Alle ore 13.55, nel corso degli ordinari servizi di controllo del territorio, transitando per via Pier Paolo Pasolini, un equipaggio notava un’autovettura Fiat Brava con a bordo tre persone sospette. I tre soggetti venivano identificati e, poiché si mostravano nervosi ed intolleranti al controllo, sono stati sottoposti a perquisizione personale, estesa anche al veicolo. Nella tasca anteriore sinistra dello sportello dell’auto condotta da M.U. veniva rinvenuto un coltello a serramanico.
All’interno del porta bagagli dell’autovettura venivano rinvenute 15 forme di formaggio (tre della marca Parmigiano Reggiano del peso di 500 gr. cadauna e 12 della marca Grana Padano del peso di 900 gr. circa cadauna), nonché un barattolo in vetro di cetriolini, due lattine di Red Bull e due confezioni di cioccolato.

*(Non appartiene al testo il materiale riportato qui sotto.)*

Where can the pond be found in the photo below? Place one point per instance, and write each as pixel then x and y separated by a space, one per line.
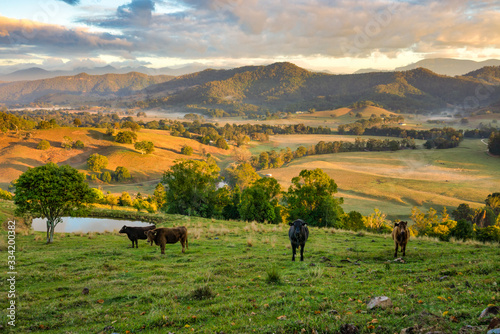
pixel 79 224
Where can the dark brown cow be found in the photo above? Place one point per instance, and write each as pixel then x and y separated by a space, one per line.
pixel 136 232
pixel 400 235
pixel 165 235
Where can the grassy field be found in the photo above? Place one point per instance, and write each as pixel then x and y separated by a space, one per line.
pixel 394 182
pixel 239 278
pixel 16 155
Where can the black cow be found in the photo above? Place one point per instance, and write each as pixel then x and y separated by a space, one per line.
pixel 136 232
pixel 298 234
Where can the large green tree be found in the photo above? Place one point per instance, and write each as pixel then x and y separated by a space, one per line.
pixel 191 186
pixel 310 198
pixel 260 201
pixel 96 162
pixel 51 192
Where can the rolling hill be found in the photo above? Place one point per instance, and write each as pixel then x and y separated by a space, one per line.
pixel 257 89
pixel 81 84
pixel 284 86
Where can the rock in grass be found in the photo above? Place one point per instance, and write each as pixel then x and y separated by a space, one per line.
pixel 489 310
pixel 380 301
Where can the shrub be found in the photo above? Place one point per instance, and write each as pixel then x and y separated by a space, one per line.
pixel 187 150
pixel 96 162
pixel 43 145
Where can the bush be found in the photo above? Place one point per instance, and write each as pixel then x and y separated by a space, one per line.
pixel 43 145
pixel 126 137
pixel 5 195
pixel 463 230
pixel 187 150
pixel 96 162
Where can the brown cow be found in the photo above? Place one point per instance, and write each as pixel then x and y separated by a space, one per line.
pixel 400 235
pixel 164 235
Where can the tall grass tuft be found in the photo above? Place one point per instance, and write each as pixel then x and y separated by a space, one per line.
pixel 273 275
pixel 202 292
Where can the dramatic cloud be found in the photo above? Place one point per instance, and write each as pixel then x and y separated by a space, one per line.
pixel 71 2
pixel 262 29
pixel 22 35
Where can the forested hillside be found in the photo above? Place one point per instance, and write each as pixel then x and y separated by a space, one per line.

Nessuna delle tre persone dava contezza circa la provenienza di tale merce e non veniva esibito alcun documento fiscale che ne attestasse l’acquisto. All’interno dell’autovettura, veniva rinvenuto anche un navigatore satellitare, nel quale erano stati impostati, come destinazioni, gli indirizzi di vari supermercati di Caltanissetta. Le tre persone venivano accompagnate presso i nostri Uffici per la prosecuzione delle indagini e si verificava che tutti annoveravano diversi precedenti per furto e reati contro il patrimonio. Si accertava quindi che tre forme di Parmigiano erano state asportate dal supermercato “Carrefour” sito in via Salvo D’Acquisto e le 12 forme di Grana Padano dal supermecatoi MD di via Pietro Leone, Sono in corso accertamenti per verificare la provenienza della rimanente refurtiva.